Let \(z = x + iy\) and \(z^* = x - iy\). Substitute into the equation:

\(\frac{5(x + iy)}{1 + 2i} - (x + iy)(x - iy) + 30 + 10i = 0\)

Multiply numerator and denominator by the conjugate of the denominator:

\(\frac{5(x + iy)(1 - 2i)}{(1 + 2i)(1 - 2i)} - (x^2 + y^2) + 30 + 10i = 0\)

\((1 + 2i)(1 - 2i) = 1 + 4 = 5\)

\(\frac{5(x + iy)(1 - 2i)}{5} - x^2 - y^2 + 30 + 10i = 0\)

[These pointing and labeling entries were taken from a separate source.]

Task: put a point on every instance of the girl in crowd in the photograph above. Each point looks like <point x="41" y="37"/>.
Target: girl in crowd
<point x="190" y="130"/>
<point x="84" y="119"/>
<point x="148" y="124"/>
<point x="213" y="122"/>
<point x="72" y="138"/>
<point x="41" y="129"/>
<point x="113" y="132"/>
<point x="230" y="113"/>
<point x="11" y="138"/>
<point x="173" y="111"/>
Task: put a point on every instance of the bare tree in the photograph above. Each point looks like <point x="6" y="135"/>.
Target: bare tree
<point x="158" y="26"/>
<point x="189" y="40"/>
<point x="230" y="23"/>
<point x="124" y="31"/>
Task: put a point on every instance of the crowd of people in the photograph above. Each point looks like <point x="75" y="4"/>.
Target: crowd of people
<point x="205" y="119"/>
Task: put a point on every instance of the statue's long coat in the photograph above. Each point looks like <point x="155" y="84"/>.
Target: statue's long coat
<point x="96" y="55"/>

\(5(x + iy)(1 - 2i) = 5x - 10y + i(5y + 10x)\)

\(x - 2ix + iy + 2y - x^2 - y^2 + 30 + 10i = 0\)

Equate real and imaginary parts:

Real: \(x + 2y - x^2 - y^2 + 30 = 0\)

Imaginary: \(-2x + y + 10 = 0\)

Solve the quadratic equations:

\(x^2 - 9x + 18 = 0\) gives \(x = 3\) or \(x = 6\)

\(y^2 + 2y - 8 = 0\) gives \(y = -4\) or \(y = 2\)

Thus, the solutions are \(3 - 4i\) and \(6 + 2i\).